鎌倉文化とは
鎌倉文化は、平安時代の国風文化を基盤としながら、新興の武士や農民層の価値観が付け加えられて成立した文化です。
鎌倉文化の特色は次のようなものでした。
庶民性
武家の文化
宋や元などの大陸文化の影響
鎌倉仏教の誕生
鎌倉時代は、武士の出現以降、源平争乱や相次ぐ天変地異など、社会不安が広がった時代でもありました。以前から続く天台宗・真言宗はこうした状況にあまり対応できず、仏教界は腐敗堕落し、大寺院は僧兵を増やし、俗権を求めて争い続けていました。こうした旧仏教は鎮護国家や貴族のための仏教であり、人々は庶民のための仏教の誕生を待ち望んでいました。
こうした中、
鎌倉六宗という新しい仏教が登場しました。
浄土宗 | 開宗:1175年 開祖:法然 出身:美作 著書:選択本願念仏集 寺院:知恩院(京都) |
浄土真宗 | 開宗:1224年 開祖:親鸞 出身:京都 著書:歎異抄,教行信証 寺院:本願寺(京都) |
時宗 | 開宗:1274年 開祖:一遍 出身:伊予 著書:一遍上人語録 寺院:清浄光寺(神奈川) |
日蓮宗 | 開宗:1253年 開祖:日蓮 出身:安房 著書:立正安国論 寺院:久遠寺(山梨) |
臨済宗 | 開宗:1191年 開祖:栄西 出身:備中 著書:興禅護国論 寺院:建仁寺(京都) |
曹洞宗 | 開宗:1227年 開祖:道元 出身:京都 著書:正法眼蔵随聞記,正法眼蔵随 寺院:永平寺(福井) |
鎌倉六宗の中でも、臨済宗と曹洞宗は禅宗として厳しい修行を必要としましたが、その他の4宗は困難な修行が必要ない易行を説き、経典の中から一つ選び(選択)、それをひたすらすがる(専修)という特色がありました。仏の救いを平易に説く新仏教は、武士や庶民など多くの人々に支持されていきました。

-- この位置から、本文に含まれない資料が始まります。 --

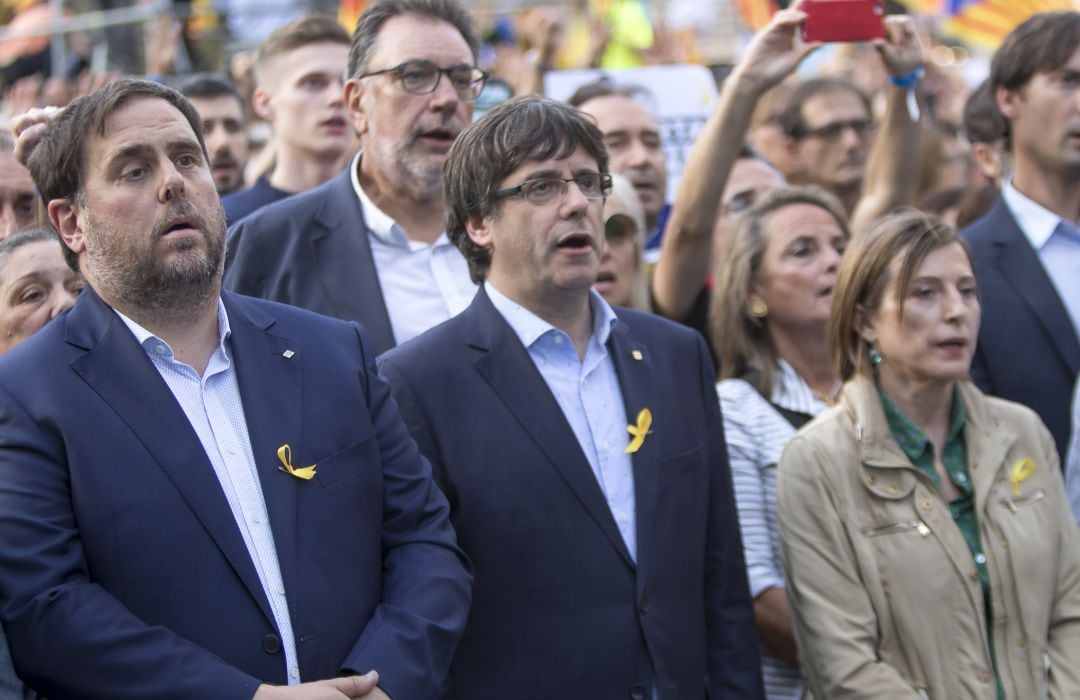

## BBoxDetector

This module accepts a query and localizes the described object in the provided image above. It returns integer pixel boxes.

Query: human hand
[874,15,923,78]
[252,671,389,700]
[11,107,62,165]
[731,3,821,92]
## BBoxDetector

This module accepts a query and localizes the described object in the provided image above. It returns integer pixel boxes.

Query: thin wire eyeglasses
[357,60,487,100]
[495,173,611,206]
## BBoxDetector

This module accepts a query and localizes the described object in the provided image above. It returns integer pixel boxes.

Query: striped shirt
[716,360,827,700]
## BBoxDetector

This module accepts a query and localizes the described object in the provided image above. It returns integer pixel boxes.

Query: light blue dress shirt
[117,299,300,685]
[484,282,637,562]
[1001,180,1080,334]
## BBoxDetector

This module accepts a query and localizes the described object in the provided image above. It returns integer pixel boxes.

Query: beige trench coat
[777,378,1080,700]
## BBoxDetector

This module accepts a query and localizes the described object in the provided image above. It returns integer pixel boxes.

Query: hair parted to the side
[252,14,349,86]
[29,78,210,270]
[708,187,851,398]
[347,0,480,78]
[443,95,608,283]
[828,208,974,381]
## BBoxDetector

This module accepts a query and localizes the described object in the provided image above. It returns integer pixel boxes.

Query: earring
[866,342,885,367]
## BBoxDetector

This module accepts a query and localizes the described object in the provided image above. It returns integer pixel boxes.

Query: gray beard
[82,199,225,325]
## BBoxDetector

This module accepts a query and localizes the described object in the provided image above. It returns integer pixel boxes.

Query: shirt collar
[113,297,232,358]
[877,383,968,465]
[349,150,450,250]
[1001,179,1063,251]
[484,280,619,348]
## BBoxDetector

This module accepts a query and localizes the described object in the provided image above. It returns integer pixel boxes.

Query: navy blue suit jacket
[962,196,1080,458]
[0,290,470,700]
[224,169,396,354]
[379,290,762,700]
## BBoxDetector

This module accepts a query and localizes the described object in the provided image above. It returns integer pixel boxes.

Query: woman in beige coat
[778,213,1080,700]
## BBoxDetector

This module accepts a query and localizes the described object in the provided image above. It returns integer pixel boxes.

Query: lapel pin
[278,445,315,481]
[623,408,652,455]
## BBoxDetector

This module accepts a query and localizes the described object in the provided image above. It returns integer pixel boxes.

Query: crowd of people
[0,0,1080,700]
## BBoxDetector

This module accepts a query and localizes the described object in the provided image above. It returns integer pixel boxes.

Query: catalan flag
[944,0,1077,50]
[735,0,787,31]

鎌倉時代の旧仏教(天台宗・真言宗)は世俗的な宗派となっており、僧界のトップは皇族・摂関家出身者で、その下に貴族出身の僧侶が奉仕していました。また、彼らは不便な山奥を嫌い、里に院家を設けました。院家には貴族と変わらない生活が営まれ、周りには荘園が付随し、僧侶たちは国家安寧と高貴な人々の無病息災を祈ることが仕事でした。